Our main disagreement however seems to be the environment we work in. I write COM based software running under Windows. COM interface methods cannot throw exceptions, since the caller may be in a different process or a language that doesn't support the concept. Furthermore, Windows does not tolerate exceptions passing through OS callbacks, like the window procedures that drive every visible entity in the GUI. In such an exception-hostile environment, Francis' EndOfProgram exception would either disappear without trace or bring the system down hideously. I have no choice but to place throw() on all major interfaces.

TH:

As a matter of interest what does a call to exit() do in such code?
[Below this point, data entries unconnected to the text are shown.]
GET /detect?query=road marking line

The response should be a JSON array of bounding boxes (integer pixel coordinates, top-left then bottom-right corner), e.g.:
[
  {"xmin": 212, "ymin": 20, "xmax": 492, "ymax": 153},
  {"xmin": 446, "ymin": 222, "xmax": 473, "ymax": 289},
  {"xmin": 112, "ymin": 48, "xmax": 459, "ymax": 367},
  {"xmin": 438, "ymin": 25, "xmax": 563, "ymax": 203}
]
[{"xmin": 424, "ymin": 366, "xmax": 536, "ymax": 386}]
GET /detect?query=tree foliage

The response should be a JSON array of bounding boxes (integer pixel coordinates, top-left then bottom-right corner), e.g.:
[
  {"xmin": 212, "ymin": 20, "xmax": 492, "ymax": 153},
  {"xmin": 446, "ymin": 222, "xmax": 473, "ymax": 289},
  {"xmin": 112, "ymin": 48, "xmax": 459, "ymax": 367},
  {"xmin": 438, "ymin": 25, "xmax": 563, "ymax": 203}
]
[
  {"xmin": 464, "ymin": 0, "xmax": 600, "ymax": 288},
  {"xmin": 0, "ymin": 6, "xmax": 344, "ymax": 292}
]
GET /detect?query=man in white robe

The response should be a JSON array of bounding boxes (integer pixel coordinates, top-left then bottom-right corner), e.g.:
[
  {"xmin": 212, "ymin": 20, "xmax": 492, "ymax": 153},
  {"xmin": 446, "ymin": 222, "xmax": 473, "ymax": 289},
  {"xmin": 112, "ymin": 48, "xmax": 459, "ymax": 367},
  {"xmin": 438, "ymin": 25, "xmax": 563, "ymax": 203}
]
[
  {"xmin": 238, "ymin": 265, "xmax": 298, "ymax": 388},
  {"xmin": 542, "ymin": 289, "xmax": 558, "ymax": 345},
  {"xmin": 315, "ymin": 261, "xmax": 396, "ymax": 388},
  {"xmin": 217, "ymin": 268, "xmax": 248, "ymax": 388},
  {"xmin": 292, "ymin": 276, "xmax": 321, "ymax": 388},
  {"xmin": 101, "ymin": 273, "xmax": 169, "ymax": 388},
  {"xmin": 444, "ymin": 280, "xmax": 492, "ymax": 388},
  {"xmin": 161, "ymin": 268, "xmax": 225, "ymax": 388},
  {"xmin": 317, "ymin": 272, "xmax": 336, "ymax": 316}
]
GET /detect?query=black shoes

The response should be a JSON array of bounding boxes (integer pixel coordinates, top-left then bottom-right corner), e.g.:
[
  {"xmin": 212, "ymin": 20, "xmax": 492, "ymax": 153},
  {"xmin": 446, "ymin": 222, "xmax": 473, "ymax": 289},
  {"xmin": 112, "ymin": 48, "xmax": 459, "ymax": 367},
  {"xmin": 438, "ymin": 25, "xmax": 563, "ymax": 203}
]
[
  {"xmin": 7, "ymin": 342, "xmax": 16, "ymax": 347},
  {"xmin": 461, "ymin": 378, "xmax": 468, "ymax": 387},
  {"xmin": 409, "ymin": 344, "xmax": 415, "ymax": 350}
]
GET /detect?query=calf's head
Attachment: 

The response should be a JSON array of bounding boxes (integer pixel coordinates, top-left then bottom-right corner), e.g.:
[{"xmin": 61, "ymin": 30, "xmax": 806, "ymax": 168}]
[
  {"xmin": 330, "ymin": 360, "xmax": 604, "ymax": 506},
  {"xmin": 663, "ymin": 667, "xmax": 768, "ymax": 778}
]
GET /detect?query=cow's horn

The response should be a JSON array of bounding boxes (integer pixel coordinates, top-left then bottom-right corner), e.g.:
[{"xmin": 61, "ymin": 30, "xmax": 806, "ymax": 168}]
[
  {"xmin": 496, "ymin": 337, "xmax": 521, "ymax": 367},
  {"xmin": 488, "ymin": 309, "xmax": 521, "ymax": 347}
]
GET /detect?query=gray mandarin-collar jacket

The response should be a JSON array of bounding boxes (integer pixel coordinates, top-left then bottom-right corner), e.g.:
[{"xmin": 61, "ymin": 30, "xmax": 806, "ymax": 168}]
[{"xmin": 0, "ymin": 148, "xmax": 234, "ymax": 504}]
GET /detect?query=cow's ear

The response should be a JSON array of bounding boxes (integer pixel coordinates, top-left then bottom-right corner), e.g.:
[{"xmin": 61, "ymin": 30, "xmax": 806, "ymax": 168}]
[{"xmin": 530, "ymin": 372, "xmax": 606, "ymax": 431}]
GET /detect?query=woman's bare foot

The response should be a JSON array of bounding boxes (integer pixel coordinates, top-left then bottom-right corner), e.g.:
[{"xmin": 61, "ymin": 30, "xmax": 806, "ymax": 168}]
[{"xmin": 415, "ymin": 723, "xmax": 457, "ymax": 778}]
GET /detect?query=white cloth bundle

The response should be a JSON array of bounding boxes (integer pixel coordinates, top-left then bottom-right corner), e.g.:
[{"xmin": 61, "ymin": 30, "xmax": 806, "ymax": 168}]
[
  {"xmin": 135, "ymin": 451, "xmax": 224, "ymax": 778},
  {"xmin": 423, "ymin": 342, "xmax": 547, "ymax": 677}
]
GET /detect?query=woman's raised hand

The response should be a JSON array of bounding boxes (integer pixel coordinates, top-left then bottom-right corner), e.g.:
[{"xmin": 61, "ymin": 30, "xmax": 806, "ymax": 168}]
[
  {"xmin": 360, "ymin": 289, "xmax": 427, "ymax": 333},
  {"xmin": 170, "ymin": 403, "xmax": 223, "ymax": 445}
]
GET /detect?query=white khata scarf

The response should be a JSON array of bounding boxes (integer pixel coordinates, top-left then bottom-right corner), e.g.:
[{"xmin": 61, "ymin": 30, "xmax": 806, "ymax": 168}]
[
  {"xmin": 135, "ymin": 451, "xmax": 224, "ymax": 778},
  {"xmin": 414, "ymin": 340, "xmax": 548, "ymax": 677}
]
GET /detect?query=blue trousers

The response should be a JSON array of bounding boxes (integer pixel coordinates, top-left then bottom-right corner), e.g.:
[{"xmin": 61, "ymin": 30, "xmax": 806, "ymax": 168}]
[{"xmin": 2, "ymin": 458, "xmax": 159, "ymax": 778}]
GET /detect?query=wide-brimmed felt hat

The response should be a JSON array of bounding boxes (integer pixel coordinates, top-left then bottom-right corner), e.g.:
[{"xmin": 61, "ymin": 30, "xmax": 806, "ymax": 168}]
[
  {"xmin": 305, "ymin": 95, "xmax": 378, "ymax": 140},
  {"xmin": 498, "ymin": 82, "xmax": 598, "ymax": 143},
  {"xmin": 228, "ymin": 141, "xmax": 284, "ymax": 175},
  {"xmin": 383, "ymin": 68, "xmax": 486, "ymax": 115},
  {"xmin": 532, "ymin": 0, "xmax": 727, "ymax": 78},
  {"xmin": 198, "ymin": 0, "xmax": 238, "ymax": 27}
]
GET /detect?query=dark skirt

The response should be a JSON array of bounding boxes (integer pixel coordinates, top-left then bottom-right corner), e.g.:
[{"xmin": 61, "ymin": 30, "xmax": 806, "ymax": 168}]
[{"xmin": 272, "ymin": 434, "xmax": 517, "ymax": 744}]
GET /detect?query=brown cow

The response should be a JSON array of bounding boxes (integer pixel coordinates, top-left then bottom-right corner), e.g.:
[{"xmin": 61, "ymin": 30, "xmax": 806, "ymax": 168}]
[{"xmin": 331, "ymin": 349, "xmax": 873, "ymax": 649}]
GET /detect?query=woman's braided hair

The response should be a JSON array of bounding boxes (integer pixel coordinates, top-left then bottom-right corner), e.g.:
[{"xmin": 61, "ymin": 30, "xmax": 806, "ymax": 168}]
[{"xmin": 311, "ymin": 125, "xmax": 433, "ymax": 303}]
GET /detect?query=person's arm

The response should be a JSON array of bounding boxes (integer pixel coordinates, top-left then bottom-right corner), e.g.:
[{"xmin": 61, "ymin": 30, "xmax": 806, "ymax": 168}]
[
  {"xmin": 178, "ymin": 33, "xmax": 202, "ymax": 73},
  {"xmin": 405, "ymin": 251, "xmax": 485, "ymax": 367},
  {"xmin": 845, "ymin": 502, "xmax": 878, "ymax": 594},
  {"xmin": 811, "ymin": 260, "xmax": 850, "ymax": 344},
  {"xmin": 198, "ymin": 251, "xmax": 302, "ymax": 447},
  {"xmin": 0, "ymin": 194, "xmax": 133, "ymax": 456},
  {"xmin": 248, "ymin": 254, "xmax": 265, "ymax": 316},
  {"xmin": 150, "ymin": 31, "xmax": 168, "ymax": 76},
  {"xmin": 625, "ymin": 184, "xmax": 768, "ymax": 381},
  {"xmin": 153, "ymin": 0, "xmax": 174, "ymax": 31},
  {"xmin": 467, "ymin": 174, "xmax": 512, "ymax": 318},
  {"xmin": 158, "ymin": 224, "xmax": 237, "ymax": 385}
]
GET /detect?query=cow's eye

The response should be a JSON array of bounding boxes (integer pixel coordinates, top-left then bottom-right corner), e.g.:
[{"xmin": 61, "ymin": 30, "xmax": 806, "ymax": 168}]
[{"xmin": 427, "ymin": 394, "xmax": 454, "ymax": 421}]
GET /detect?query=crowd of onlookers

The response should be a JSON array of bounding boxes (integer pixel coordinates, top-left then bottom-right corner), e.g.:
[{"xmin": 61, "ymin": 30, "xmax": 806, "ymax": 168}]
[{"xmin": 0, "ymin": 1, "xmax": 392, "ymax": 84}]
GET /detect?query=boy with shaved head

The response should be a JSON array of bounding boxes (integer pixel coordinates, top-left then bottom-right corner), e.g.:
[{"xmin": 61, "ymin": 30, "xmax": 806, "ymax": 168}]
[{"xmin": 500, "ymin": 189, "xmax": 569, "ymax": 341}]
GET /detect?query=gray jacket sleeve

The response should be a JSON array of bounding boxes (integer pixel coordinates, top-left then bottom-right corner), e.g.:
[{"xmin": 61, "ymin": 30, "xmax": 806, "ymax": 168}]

Or raising a signal? Of course there are program contexts where exceptions must not leak, but how does an error code help?

As you have just told me that COM interfaces must not throw I would have thought that any mechanism that gave a fighting chance that a sane tool provider could produce a tool to detect breaches would be highly welcome. Obviously in the context in which you are working you need a catch(…) firewall to deal with potential exception leakage. But with that firewall in place your COM object would seem to me to be that much safer.

KH:

As an aside, would it be too provocative for me to claim that the standard library is not a major interface? Even if several components are written in C++, and sharing the code to whatever extent the OS allows, they each have to assume the others are written in another language, so they can't pass library structures around to each other. It is an implementation detail, hidden from my clients.

You are a C++ programmer at heart, and you confuse my broader perspective for C-centricity. 8-)

TH:

That is the one place where we must disagree. I am a programmer and always try to find the right tool for the job. C has its place but two of its weaker elements are signal handling and setjmp / longjmp .

Thanks for taking the time to write. I, and I hope many readers, appreciate it.